Thought I would join this forum as I've been meaning to get into smoking for quite some time. However, in the UK it is harder to get the right cuts so I've always put it off. Now I've found a butcher who can supply the meat I'm ready to go! I've managed to get my hands on an incredibly over priced USDA packer cut coming in at 5kg, approx 11lbs.
I've been searching the forums but I can't find a definitive guide. I'm sure it would be there but having trouble finding absolute beginner instructions. Would anybody be kind enough to point me in the right direction? I'll be cooking on a very basic cheap smoker / grill (https://www.barbequick.com/grillguide/product/bar-be-quick-smoker-grill-barbecue/), once I've found my feet and am competent I'll sort that out! If there is a real basic guide though I'd appreciate it. Basically covering what goes into the rub, how to keep the temp up etc for someone who has never smoked before.
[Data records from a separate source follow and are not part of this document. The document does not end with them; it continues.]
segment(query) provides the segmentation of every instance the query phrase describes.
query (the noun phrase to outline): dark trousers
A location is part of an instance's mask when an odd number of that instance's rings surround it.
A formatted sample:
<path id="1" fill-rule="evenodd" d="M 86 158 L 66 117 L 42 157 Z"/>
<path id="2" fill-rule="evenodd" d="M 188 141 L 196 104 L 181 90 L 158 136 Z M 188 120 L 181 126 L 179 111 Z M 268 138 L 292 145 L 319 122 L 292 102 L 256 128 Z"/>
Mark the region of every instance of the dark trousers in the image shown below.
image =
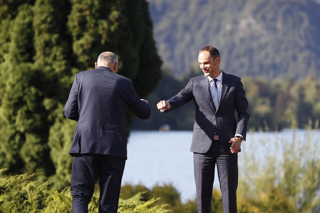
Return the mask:
<path id="1" fill-rule="evenodd" d="M 216 164 L 224 213 L 237 213 L 238 154 L 227 154 L 219 140 L 214 140 L 205 154 L 193 153 L 194 179 L 198 213 L 211 213 L 211 199 Z"/>
<path id="2" fill-rule="evenodd" d="M 88 204 L 98 176 L 99 213 L 116 213 L 125 163 L 124 159 L 108 155 L 87 153 L 74 156 L 71 183 L 72 212 L 88 213 Z"/>

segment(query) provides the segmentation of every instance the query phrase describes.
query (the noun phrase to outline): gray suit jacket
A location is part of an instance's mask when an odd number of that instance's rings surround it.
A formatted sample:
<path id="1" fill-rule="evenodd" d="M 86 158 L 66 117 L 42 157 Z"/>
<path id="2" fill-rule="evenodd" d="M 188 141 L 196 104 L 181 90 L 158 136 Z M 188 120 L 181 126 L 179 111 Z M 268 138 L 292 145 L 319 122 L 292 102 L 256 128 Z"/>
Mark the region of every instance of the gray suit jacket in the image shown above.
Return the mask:
<path id="1" fill-rule="evenodd" d="M 69 153 L 127 159 L 127 106 L 140 119 L 150 117 L 150 107 L 140 100 L 130 79 L 103 66 L 76 75 L 64 106 L 65 116 L 77 121 Z"/>
<path id="2" fill-rule="evenodd" d="M 167 101 L 172 111 L 193 100 L 195 107 L 195 121 L 191 151 L 204 153 L 212 144 L 214 132 L 219 135 L 223 150 L 230 153 L 228 143 L 235 134 L 241 135 L 245 139 L 249 121 L 248 101 L 240 79 L 223 71 L 222 89 L 216 110 L 211 98 L 209 81 L 204 75 L 190 79 L 186 87 Z M 235 117 L 238 114 L 238 120 Z"/>

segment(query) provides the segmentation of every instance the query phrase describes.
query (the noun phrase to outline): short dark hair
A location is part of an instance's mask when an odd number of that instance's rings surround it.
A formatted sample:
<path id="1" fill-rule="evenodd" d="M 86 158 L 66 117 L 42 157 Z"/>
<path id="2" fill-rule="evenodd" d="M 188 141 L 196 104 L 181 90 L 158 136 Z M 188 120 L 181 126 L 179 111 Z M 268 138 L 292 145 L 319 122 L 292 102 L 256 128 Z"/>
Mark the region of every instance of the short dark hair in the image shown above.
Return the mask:
<path id="1" fill-rule="evenodd" d="M 210 56 L 211 57 L 220 57 L 220 53 L 219 52 L 219 50 L 216 47 L 214 47 L 212 46 L 206 46 L 203 47 L 202 49 L 199 50 L 199 52 L 202 52 L 203 51 L 208 51 L 210 54 Z"/>
<path id="2" fill-rule="evenodd" d="M 118 62 L 118 58 L 113 52 L 103 52 L 99 55 L 98 61 L 100 62 L 116 63 Z"/>

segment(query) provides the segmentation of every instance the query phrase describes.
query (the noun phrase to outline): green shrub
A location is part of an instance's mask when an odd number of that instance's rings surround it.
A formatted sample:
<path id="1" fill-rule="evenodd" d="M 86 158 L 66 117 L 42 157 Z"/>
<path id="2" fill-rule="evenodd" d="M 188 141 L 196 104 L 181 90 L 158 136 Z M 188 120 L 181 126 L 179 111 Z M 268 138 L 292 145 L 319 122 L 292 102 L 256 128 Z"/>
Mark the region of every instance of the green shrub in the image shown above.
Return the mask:
<path id="1" fill-rule="evenodd" d="M 11 176 L 3 175 L 6 169 L 0 168 L 0 212 L 15 213 L 71 213 L 71 196 L 69 187 L 59 192 L 50 189 L 52 182 L 39 183 L 36 174 Z M 154 205 L 160 198 L 142 200 L 144 192 L 139 192 L 128 199 L 120 198 L 119 213 L 166 213 L 167 204 Z M 99 191 L 94 194 L 89 204 L 91 213 L 97 213 Z"/>

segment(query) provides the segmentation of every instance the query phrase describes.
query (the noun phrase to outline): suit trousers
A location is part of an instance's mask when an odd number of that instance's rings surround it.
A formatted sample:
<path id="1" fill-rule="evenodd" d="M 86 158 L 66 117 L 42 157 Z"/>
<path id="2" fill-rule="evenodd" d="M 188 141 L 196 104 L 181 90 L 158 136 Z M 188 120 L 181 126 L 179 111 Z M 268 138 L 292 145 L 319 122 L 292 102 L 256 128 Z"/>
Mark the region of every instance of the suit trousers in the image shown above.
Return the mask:
<path id="1" fill-rule="evenodd" d="M 198 213 L 211 213 L 211 199 L 216 164 L 224 213 L 237 213 L 238 154 L 227 154 L 219 140 L 214 140 L 205 154 L 193 153 L 197 209 Z"/>
<path id="2" fill-rule="evenodd" d="M 126 159 L 106 154 L 74 155 L 71 173 L 72 212 L 87 213 L 99 179 L 99 213 L 116 213 Z"/>

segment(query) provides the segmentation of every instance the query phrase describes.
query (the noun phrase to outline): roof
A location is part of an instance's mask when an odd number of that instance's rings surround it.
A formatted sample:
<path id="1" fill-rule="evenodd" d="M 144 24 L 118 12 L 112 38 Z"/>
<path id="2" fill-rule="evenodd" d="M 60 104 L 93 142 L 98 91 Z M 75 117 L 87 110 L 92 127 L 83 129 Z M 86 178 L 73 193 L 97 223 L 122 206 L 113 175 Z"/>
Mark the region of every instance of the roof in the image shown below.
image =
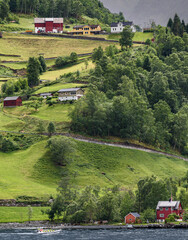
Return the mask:
<path id="1" fill-rule="evenodd" d="M 133 212 L 133 213 L 129 213 L 127 214 L 125 217 L 127 217 L 128 215 L 133 215 L 135 218 L 139 218 L 140 217 L 140 214 L 139 213 L 136 213 L 136 212 Z"/>
<path id="2" fill-rule="evenodd" d="M 83 27 L 91 27 L 91 28 L 97 28 L 99 25 L 77 25 L 77 26 L 74 26 L 73 28 L 83 28 Z"/>
<path id="3" fill-rule="evenodd" d="M 4 101 L 11 101 L 11 100 L 17 100 L 19 98 L 19 96 L 17 97 L 17 96 L 15 96 L 15 97 L 6 97 L 5 99 L 4 99 Z"/>
<path id="4" fill-rule="evenodd" d="M 63 23 L 63 18 L 34 18 L 34 23 L 45 23 L 53 21 L 54 23 Z"/>
<path id="5" fill-rule="evenodd" d="M 51 93 L 41 93 L 40 96 L 51 96 Z"/>
<path id="6" fill-rule="evenodd" d="M 159 201 L 156 209 L 159 210 L 160 207 L 174 207 L 177 209 L 179 207 L 180 201 Z"/>
<path id="7" fill-rule="evenodd" d="M 119 23 L 112 23 L 111 24 L 111 27 L 117 27 L 120 23 L 123 24 L 123 26 L 132 26 L 133 25 L 133 22 L 119 22 Z"/>
<path id="8" fill-rule="evenodd" d="M 59 93 L 61 93 L 61 92 L 76 92 L 79 89 L 81 89 L 81 88 L 64 88 L 64 89 L 59 90 L 58 92 Z"/>

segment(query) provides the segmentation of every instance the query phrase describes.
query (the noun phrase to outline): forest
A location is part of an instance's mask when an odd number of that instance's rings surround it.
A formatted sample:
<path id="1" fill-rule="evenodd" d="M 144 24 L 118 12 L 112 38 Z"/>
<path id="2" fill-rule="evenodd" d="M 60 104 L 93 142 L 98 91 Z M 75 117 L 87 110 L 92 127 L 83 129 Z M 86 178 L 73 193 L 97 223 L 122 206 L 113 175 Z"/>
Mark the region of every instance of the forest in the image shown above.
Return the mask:
<path id="1" fill-rule="evenodd" d="M 111 13 L 99 0 L 9 0 L 0 1 L 0 18 L 12 13 L 35 14 L 38 17 L 64 17 L 74 23 L 82 15 L 97 18 L 105 24 L 123 21 L 124 16 Z"/>
<path id="2" fill-rule="evenodd" d="M 155 42 L 93 52 L 90 86 L 73 110 L 71 129 L 136 139 L 188 153 L 188 34 L 157 27 Z"/>

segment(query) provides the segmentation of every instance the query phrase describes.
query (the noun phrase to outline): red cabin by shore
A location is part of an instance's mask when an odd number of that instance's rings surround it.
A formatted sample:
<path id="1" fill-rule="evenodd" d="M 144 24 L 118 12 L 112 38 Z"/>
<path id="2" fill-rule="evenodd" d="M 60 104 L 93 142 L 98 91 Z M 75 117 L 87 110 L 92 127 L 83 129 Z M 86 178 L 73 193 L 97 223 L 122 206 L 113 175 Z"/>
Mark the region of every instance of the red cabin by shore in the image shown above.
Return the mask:
<path id="1" fill-rule="evenodd" d="M 21 97 L 6 97 L 3 101 L 4 107 L 22 106 Z"/>
<path id="2" fill-rule="evenodd" d="M 125 216 L 125 223 L 131 224 L 140 222 L 140 214 L 138 213 L 129 213 Z"/>
<path id="3" fill-rule="evenodd" d="M 62 33 L 63 18 L 35 18 L 35 33 Z"/>
<path id="4" fill-rule="evenodd" d="M 180 201 L 159 201 L 156 210 L 158 221 L 164 221 L 172 213 L 175 213 L 182 219 L 183 209 Z"/>

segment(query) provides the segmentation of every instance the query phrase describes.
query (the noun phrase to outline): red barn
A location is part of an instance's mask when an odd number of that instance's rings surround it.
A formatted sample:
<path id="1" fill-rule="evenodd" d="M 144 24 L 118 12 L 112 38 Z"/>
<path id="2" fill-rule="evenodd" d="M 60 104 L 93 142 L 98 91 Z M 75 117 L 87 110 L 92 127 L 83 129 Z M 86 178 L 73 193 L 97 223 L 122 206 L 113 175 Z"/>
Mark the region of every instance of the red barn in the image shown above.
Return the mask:
<path id="1" fill-rule="evenodd" d="M 129 213 L 125 216 L 125 223 L 131 224 L 136 221 L 140 221 L 140 214 L 138 213 Z"/>
<path id="2" fill-rule="evenodd" d="M 63 18 L 35 18 L 35 33 L 62 33 Z"/>
<path id="3" fill-rule="evenodd" d="M 175 213 L 182 219 L 183 209 L 180 201 L 159 201 L 156 210 L 158 221 L 164 221 L 171 213 Z"/>
<path id="4" fill-rule="evenodd" d="M 21 97 L 6 97 L 3 102 L 4 102 L 4 107 L 22 106 Z"/>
There is a festival here called meatopia I go to every year and this year of course its cancelled, so this will be my attempt at my own festival this weekend!


----------



## RichGTS (May 21, 2020)

I dont have the beginners guide but once you get it trimmed up and ready to go  rub it down and get it on at 225F.
For beef I like to keep my rubs on the savory side and I like to avoid adding sugars.
I use salt / pepper / onion powder / garlic powder and some type of chili powder.


----------



## rjob (May 21, 2020)

Try the link below, great read by Gary s






						How Long to Cook Brisket    Or    Misconception of the 1 to 1.5 hours per pound rule
					

It has been a long time since I posted this, we have a lot of Newbies and Folks Confused and Scared of Briskets This should help and useful     How Long to Cook Brisket                                                                                                                   Or...
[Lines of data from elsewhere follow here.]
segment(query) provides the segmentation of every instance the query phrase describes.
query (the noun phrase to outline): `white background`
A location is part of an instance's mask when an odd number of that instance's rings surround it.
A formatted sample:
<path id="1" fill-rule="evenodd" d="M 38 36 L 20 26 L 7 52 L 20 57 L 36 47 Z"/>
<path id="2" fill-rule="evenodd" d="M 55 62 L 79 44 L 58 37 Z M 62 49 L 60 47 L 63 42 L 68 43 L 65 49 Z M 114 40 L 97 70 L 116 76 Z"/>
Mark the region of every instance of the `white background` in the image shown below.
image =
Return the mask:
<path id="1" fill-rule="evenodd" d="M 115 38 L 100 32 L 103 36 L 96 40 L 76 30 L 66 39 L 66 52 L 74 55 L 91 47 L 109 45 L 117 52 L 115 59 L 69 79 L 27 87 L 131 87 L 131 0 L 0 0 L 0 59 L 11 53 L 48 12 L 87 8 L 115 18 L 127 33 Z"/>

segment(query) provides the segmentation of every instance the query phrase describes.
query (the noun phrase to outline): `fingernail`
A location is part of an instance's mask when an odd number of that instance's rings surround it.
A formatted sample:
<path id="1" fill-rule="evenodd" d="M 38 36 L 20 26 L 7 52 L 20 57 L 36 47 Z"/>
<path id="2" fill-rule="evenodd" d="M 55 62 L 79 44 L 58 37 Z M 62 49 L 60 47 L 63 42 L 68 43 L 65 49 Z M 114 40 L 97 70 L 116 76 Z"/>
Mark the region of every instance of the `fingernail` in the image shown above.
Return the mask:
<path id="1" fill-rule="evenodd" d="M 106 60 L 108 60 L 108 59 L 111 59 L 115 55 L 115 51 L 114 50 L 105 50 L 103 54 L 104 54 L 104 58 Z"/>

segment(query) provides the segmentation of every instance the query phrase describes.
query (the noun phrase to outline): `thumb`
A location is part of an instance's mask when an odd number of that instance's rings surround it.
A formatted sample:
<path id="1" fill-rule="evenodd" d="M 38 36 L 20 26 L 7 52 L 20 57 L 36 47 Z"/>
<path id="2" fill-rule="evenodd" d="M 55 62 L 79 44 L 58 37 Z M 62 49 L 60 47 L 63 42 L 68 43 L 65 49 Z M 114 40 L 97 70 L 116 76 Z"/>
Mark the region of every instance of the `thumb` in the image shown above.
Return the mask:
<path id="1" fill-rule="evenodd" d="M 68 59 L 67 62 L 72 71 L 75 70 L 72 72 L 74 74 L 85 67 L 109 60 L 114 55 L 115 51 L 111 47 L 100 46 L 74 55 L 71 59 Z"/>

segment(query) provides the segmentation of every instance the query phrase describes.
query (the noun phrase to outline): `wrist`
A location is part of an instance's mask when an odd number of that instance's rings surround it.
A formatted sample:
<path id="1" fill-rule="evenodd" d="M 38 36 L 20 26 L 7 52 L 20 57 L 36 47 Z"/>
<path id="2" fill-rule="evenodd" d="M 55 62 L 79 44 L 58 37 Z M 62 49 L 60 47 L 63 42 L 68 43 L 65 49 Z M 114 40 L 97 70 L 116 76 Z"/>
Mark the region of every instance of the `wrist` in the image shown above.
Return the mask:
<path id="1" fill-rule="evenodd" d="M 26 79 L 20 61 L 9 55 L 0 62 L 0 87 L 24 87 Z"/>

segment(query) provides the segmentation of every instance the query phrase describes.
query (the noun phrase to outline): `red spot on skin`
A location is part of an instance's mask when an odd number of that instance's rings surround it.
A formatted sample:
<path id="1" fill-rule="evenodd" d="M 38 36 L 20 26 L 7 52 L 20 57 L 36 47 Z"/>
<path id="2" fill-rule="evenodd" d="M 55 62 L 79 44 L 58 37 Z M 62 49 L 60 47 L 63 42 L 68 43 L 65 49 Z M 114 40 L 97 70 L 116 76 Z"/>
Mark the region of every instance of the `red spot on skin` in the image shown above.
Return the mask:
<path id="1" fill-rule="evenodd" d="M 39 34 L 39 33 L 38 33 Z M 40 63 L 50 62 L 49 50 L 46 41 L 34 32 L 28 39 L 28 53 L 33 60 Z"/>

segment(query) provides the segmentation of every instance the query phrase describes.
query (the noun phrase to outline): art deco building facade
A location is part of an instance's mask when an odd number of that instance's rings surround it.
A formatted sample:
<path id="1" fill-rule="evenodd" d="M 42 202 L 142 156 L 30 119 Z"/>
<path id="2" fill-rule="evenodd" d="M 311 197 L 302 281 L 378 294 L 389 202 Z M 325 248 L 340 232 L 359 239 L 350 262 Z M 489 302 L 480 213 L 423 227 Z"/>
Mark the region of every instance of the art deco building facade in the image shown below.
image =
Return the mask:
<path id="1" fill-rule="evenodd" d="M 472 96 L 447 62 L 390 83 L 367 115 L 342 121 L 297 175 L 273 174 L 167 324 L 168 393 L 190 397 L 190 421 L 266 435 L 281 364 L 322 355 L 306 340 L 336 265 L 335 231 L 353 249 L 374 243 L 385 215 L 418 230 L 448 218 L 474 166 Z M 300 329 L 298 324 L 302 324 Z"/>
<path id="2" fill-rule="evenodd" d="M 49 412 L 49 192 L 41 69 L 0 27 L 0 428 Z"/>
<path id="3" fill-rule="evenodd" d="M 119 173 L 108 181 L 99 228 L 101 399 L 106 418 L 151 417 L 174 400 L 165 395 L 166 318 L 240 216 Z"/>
					www.smokingmeatforums.com


----------



## fivetricks (May 21, 2020)

I would love to know what "an incredibly over priced" brisket goes for in the UK! Lol


----------



## Winterrider (May 21, 2020)

Welcome, and good luck. The search forum is full of helpful information also.


----------



## kruizer (May 21, 2020)

Welcome to SMF from Minnesota.


----------



## TheWolfMan (May 21, 2020)

fivetricks said:


> I would love to know what "an incredibly over priced" brisket goes for in the UK! Lol


Well I paid £70 ($86) for it and I saw in Walmart the same thing would cost around $27. Hoping it’s worth it!


----------



## TheWolfMan (May 21, 2020)

RichGTS said:


> I dont have the beginners guide but once you get it trimmed up and ready to go  rub it down and get it on at 225F.
> For beef I like to keep my rubs on the savory side and I like to avoid adding sugars.
> I use salt / pepper / onion powder / garlic powder and some type of chili powder.


I think I might go with this, I like the idea of keeping it nice and simple to start with.


----------



## FishAndBeer (May 21, 2020)

TheWolfMan said:


> Hi all,
> 
> Thought I would join this forum as I've been meaning to get into smoking for quite some time. However, in the UK it is harder to get the right cuts so I've always put it off. Now I've found a butcher who can supply the meat I'm ready to go! I've managed to get my hands on an incredibly over priced USDA packer cut coming in at 5kg, approx 11lbs.
> I've been searching the forums but I can't find a definitive guide. I'm sure it would be there but having trouble finding absolute beginner instructions. Would anybody be kind enough to point me in the right direction? I'll be cooking on a very basic cheap smoker / grill (https://www.barbequick.com/grillguide/product/bar-be-quick-smoker-grill-barbecue/), once I've found my feet and am competent I'll sort that out! If there is a real basic guide though I'd appreciate it. Basically covering what goes into the rub, how to keep the temp up etc for someone who has never smoked before. There is a festival here called meatopia I go to every year and this year of course its cancelled, so this will be my attempt at my own festival this weekend!


Welcome! There is tons of good infromation on here as well as a lot of good youtube channels that walk you through a smoke as well! Just search up something like "Smoking a birsket for beginners"


----------



## TheWolfMan (May 22, 2020)

So looking around I see some post about brining the brisket overnight. Is this something you guys would recommend?


----------



## phatbac (May 22, 2020)

Welcome to the forums from North Carolina! 
once you get brisket down or want to practice smoking on cheaper cuts or different things there is a recipe site Smoking-Meat.com and a newsletter that gives recipes you can try (step by step). or search or ask for help. there is a 5 day ecourse that is available too.

Happy Smoking,
phatbac(Aaron)


----------